Un caso parecido lo encontramos en lo que históricamente ha sido el barrio de San Cristóbal, situado en el mirador más imponente que tiene la ciudad. No hay ningún otro punto en Almería que tenga mejores vistas que el cerro, otro espacio que ha vivido bajo el yugo de la pobreza extrema durante décadas y que hoy no consigue levantar la cabeza a pesar del esfuerzo de las autoridades por recuperarlo. El barrio necesitaba empezar de cero, una remodelación absoluta que no llegó cuando allá por los años noventa el entonces gobierno municipal socialista hizo una reestructuración políticamente correcta que fue un absoluto fracaso.
Muy cerca de San Cristóbal, al otro lado de sus murallas, cogiendo el sendero norte, aparece un trozo de historia que nos remonta a la Almería medieval, pero que languidece, cayéndose a trozos, entre las casas de la cara norte de la Fuentecica. El paisaje es desolador, aunque todavía conserva un halo de esa belleza inmortal que va dejando la historia. Resulta sorprendente, al atravesar los cerros, encontrarse con que ese lugar, a diez minutos de distancia de la Puerta de Purchena, se conserva un trozo de lienzo de la vieja muralla y los restos de los torreones que la coronaban. Estas antiguas murallas están tan arraigadas al paisaje que parecen que han sido esculpidas de las entrañas del mismo cerro. Pegadas al baluarte se extienden las viviendas de un barrio que sigue convertido en un arrabal y donde más que un trozo de ciudad parece el territorio de un país distinto. Uno tiene la sensación, viendo desde arriba este rincón del Quemadero, que Almería ha quedado muy lejos.

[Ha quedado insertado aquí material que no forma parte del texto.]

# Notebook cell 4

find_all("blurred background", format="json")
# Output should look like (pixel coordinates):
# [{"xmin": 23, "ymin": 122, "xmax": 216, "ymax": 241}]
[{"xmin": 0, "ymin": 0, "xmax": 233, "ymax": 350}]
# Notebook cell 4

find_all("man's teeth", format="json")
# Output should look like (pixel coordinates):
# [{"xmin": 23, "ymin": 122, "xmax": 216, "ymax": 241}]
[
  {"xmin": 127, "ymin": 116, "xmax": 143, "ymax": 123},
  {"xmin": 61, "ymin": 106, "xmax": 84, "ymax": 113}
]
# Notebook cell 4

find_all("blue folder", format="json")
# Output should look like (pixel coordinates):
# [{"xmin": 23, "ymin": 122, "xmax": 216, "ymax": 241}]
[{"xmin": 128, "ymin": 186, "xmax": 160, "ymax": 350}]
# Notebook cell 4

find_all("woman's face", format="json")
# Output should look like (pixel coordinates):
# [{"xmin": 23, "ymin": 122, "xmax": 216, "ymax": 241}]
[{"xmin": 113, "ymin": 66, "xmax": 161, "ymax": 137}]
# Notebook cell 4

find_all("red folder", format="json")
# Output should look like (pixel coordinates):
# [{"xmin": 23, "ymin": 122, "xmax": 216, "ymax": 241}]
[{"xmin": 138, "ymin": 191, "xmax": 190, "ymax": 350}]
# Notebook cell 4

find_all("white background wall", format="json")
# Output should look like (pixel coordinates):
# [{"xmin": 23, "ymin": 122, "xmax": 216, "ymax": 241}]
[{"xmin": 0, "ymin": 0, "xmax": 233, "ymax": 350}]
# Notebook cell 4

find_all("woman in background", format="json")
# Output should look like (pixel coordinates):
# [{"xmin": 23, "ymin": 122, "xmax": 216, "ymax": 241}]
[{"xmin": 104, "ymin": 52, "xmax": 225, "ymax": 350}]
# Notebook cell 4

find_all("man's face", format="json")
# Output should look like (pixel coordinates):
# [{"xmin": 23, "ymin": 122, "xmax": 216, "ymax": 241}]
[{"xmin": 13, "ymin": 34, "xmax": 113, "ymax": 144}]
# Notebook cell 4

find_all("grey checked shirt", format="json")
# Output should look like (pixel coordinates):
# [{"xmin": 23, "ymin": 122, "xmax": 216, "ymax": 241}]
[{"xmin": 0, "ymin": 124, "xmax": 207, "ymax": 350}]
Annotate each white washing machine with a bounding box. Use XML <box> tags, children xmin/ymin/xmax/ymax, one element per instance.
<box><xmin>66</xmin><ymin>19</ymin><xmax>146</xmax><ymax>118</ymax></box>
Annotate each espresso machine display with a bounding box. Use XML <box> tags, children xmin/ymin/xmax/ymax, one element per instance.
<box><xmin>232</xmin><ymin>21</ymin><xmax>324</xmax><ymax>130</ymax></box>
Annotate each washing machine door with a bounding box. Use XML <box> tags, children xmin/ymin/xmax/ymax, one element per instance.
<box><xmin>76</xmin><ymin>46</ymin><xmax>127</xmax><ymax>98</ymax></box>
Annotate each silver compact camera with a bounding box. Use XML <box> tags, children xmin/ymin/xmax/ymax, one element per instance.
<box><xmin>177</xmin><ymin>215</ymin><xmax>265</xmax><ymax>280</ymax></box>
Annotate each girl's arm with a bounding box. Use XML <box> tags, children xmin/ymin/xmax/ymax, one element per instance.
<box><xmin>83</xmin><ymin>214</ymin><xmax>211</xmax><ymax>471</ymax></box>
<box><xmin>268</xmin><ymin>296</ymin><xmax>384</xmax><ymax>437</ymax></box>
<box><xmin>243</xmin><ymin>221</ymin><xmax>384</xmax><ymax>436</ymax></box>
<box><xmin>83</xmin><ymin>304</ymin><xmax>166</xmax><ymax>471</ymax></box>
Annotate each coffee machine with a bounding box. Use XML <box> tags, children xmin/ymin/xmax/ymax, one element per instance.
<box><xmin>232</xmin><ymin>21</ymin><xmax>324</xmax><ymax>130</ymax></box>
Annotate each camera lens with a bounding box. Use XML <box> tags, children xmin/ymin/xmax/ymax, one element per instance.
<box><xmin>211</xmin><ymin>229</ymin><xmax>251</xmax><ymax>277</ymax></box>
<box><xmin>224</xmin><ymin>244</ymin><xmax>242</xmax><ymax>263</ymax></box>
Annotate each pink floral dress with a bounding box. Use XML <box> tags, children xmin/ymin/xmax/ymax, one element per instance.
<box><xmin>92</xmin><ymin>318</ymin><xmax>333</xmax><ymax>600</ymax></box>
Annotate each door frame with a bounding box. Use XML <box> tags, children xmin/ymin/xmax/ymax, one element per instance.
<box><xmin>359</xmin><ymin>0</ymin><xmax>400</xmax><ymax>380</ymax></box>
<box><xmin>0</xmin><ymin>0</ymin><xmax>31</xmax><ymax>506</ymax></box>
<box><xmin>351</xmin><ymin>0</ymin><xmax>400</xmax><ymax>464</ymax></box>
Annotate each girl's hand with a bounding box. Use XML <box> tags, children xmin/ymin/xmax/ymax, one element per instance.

La imagen de esta barriada es la de un escenario más rural que urbano, donde los vecinos han ido construyendo sus viviendas a su libre albedrío. La banda sonora del barrio la pone un alta voz donde la música suena a todas las horas del día. Nada más entrar, viniendo desde la cuesta de la Fuentecica, aparece una explanada donde un árbol centenario le da sombra a las vecinas que a la hora de la siesta se reúnen para jugar a la lotería y echar unas partidas a las cartas. Las viviendas son de planta baja, algunas tienen un jardín improvisado en la puerta y algún pequeño huerto. Pisar estas calles es como volver al pasado: las murallas medievales, la gente sentada en las puertas y los niños saltando como si fueran los primeros pobladores de la tierra.